Dáil debates

Tuesday, 24 April 2007

4:00 pm

Photo of Éamon Ó CuívÉamon Ó Cuív (Galway West, Fianna Fail)

We will not do that. The reason for setting up the expert group was to get the answers we needed to our questions within four months. I announced at the ploughing championships last September that I would not go to the Law Reform Commission. I stated that when we examined its proposal we thought we could short-circuit it and have a report by the end of April. Even if the Law Reform Commission had taken on the job, there is no possibility of its report being ready by the end of April. We have instead focused on the key issues and we are obtaining the expert legal advice. The Office of the Attorney General is involved in this expert group. The nature of legal advice is that until any such advice is tested in a court of law, one does not know whether it stands up.

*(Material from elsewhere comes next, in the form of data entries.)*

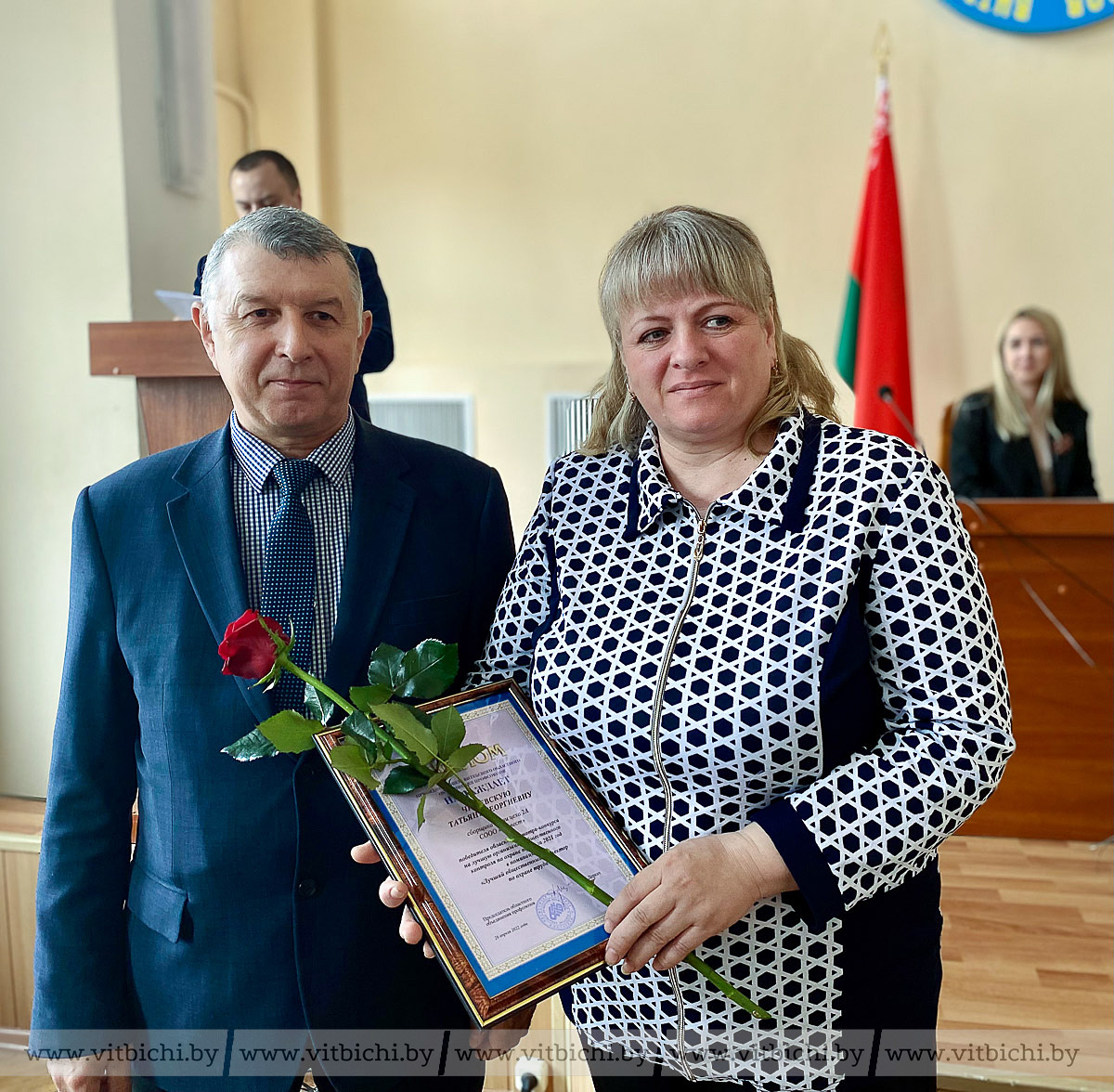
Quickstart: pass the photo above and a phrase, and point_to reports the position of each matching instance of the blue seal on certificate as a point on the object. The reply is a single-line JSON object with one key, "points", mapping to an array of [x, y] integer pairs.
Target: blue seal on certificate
{"points": [[555, 911]]}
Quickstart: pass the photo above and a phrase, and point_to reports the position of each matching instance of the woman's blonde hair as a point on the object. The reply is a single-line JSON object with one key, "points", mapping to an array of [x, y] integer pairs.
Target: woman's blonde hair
{"points": [[1011, 417], [682, 251]]}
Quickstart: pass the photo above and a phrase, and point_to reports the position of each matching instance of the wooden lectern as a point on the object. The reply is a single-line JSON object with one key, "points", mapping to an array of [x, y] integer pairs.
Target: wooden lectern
{"points": [[1059, 784], [181, 396]]}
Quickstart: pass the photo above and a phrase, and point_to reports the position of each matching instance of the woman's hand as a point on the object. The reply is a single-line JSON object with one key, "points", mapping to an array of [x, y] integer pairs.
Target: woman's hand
{"points": [[694, 890], [394, 894]]}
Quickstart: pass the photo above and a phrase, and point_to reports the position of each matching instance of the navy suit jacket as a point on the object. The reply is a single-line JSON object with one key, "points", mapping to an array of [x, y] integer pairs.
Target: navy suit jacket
{"points": [[984, 465], [379, 348], [242, 908]]}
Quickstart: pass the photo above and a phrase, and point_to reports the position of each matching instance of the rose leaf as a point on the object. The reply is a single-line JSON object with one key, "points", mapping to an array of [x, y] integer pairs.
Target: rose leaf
{"points": [[404, 780], [251, 747], [448, 728], [428, 670], [409, 730], [349, 758]]}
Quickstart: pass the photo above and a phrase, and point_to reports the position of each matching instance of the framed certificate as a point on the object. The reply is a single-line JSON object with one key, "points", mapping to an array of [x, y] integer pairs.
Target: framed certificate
{"points": [[508, 929]]}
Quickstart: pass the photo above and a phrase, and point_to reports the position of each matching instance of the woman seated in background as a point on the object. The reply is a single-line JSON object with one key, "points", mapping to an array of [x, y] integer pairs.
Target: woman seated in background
{"points": [[763, 638], [1028, 435]]}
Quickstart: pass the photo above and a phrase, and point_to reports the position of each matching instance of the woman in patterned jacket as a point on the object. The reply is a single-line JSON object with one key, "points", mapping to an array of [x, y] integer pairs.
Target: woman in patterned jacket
{"points": [[764, 639]]}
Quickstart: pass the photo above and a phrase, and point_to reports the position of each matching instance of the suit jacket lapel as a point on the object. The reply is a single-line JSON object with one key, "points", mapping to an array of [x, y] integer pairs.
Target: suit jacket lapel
{"points": [[382, 507], [205, 530]]}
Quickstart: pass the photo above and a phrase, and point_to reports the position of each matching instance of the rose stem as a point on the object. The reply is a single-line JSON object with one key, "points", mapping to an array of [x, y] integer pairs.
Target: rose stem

I recently had a meeting with Comhairle na Tuaithe and we discussed the development of walkways and their maintenance, which is an important issue. All the parties engaged in a positive manner. I pay tribute to the members of Comhairle na Tuaithe who have moved this forward so far, considering where we all started from. These proposals were recently circulated for observation to the members of Comhairle na Tuaithe. People often confuse the issue of the walkways with the top of the mountain issue, but they are two separate issues that have become entangled. I have circulated my proposals on the walkways issue and I will await the response with interest. Before I circulated them I explained the general thrust of them to Comhairle na Tuaithe and I allowed it a few days to reply as to whether it considered them worth circulating. I hope this will progress the issue.

On the final issue, it is amazing that one can repeat something hundreds of times, and every time I repeated this statement I used the same formulation, that there will be no national State scheme of support for access. I deliberately used that formulation because it would be ridiculous if I, for example, prevented a local Leader company from purchasing or obtaining a lengthy lease on 100 metres of land relating to a monument or needed for access purposes. If I intervened in this way, people could say that I was using State money, directly or indirectly, having stated that no such money would be provided in respect of access. I am stating that there will be no scheme under which people will be paid a certain amount of money for access. I ruled out such a development from the beginning.

The Deputy also inquired about charging for entry. It is easy to state that one should never charge for access to land. However, one is charged for entry to Dublin Zoo, which is on land that is owned by somebody. One of the fundamental mistakes the Deputy could make would be to in some way infer that land that does not happen to be blessed by God with great fertility is any less owned by a farmer than that which is so blessed.